Below the surface, though ... uh, it's pretty much the same.

The best thing about the Ravens' trip to Landover to play the Washington Redskins, the most eagerly anticipated and wildly celebrated moment, will be the final gun. It will be excruciating to watch, and outside of the youngsters and borderline cases fighting for jobs, nerve-wracking to play. For participants and spectators, there will be little potential joy and lots of potential pain.

You can't beat that for your entertainment dollar.

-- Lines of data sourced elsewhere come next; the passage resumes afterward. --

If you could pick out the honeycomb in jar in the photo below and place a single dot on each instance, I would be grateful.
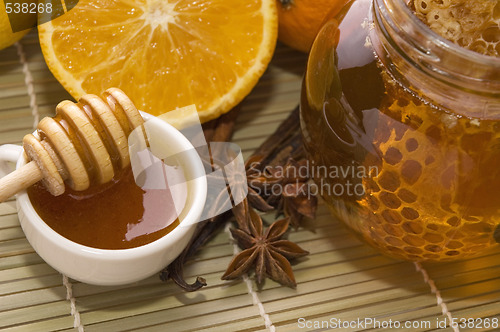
(472, 24)
(435, 195)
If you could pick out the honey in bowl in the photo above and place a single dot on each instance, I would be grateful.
(418, 119)
(116, 215)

Overall, tonight's game is a walking, heavy-breathing, possibly screaming-in-agony advertisement for cutting the preseason schedule in half, if not for cutting it out altogether. Here's a partial list of what could go wrong tonight:

Somebody could get hurt. No matter how much or how little the starters play, every snap will be an exercise in sweaty, white-knuckled tension for everybody watching.

The Ravens could look wretched on offense again, sending them into the regular season awash in doubt instead of high on success.

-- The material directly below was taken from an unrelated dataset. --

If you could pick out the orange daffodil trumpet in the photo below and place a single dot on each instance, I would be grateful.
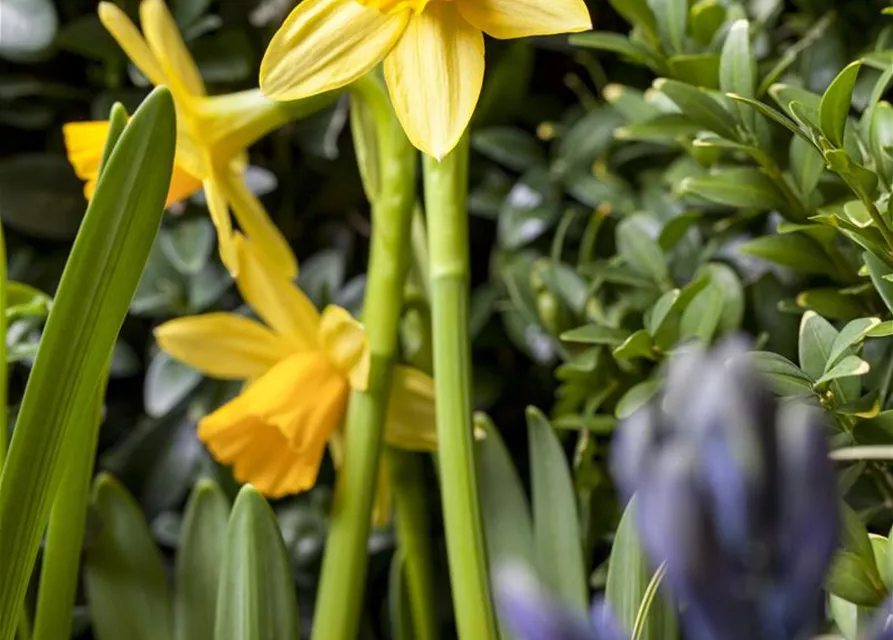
(213, 132)
(299, 367)
(433, 53)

The Ravens could look crisp on offense, a result that would be dismissed by most followers because it's only preseason.

Here's what could go right:

If you leave early enough, you might find your car in the FedEx Field parking lots quickly and beat traffic. Then again, the savvy fan will bail at halftime or earlier, so the better move might be to leave late. If you can stand it.

Of course, truly savvy fans will stay home and watch on television; they know the perils inherent tonight, and they saw the twin shellackings last weekend - Vikings 30, Ravens 7 and Patriots 41, Redskins 0. In fact, the most savvy of them all will be watching Grey's Anatomy or Celebrity Duets.

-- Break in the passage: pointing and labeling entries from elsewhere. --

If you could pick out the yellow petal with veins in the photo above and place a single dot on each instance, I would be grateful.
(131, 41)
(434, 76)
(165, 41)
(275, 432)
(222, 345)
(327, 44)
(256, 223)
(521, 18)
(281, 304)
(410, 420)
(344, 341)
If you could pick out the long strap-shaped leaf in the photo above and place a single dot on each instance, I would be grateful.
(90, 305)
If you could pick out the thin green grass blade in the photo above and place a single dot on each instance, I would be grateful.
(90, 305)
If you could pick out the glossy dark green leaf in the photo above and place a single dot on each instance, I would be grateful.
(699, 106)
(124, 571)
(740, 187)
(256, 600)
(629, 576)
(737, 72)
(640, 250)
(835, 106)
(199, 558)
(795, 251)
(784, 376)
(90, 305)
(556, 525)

Not surprisingly, in light of what happened in Minnesota, many Ravens players want to play tonight, and play hard, for however long it takes to wash that taste out of their mouths. Indications are that coach Brian Billick, testy about that game, will grant their wishes. Yesterday, he ruled out the obviously injured - specifically Jamal Lewis - but that was about it. Expect the traditional night off for the finale to be revoked this year.

As it turns out, by stinking out the Metrodome, the Ravens made one of the most compelling cases for leaving the preseason setup as is. For one, they couldn't have even considered going into the regular season without seeing Steve McNair and the offense in live-action conditions, as risky as that is.

For another, nobody wants to ride a performance like that into Tampa Bay for the opener.

"Yeah, we need to get it together. And it definitely would be better for me to get out there, get the feel of it, get it right before the season starts," said left tackle Jonathan Ogden, whose first preseason game of the year was last week.

"But," he added with a laugh, "that's this year. Any other time ..."

He didn't need to finish. He's a veteran Raven, used to Billick's way of running camp - which, with the uproar over preseason injuries across the league, comes off as smarter every day.

One problem is that you can't tell football players to turn it on and off. That goes for real games, fake games, scrimmages, drills, whatever. Ask Lewis about that, since all it took in 2001 was a hit on the knee in the first few days of training camp - long before the threat of a preseason game - to ruin his season.

And holding back when a game, meaningful or not, begins is a lot to ask.

"You always want to play. Always. Regardless," linebacker Adalius Thomas said. "You always want to win whenever you go onto the field."

Proof of that will be standing on the opposite sideline tonight, wearing a sling and a miserable expression. Nobody told the Redskins' Clinton Portis to ease up, it's only preseason, when Cincinnati Bengals defensive back Keiwan Ratliff was racing his way during the first possession of the first game.

On the other hand, are fans of either team going to go into their openers relaxed and confident if they repeat what happened last week - or if last week were the final look before the games count?

The preference, then, is for the players to play well tonight, get off the field fast and in one piece, and wear their seatbelts on the ride home.

The reality is that watching and hoping for all of that will be a teeth-grinding, headache-inducing experience. Win or lose, there won't be anything fun about it.

If ever there was an NFL game to not watch, this is it. Thus, it's pretty hard to find a reason even to play.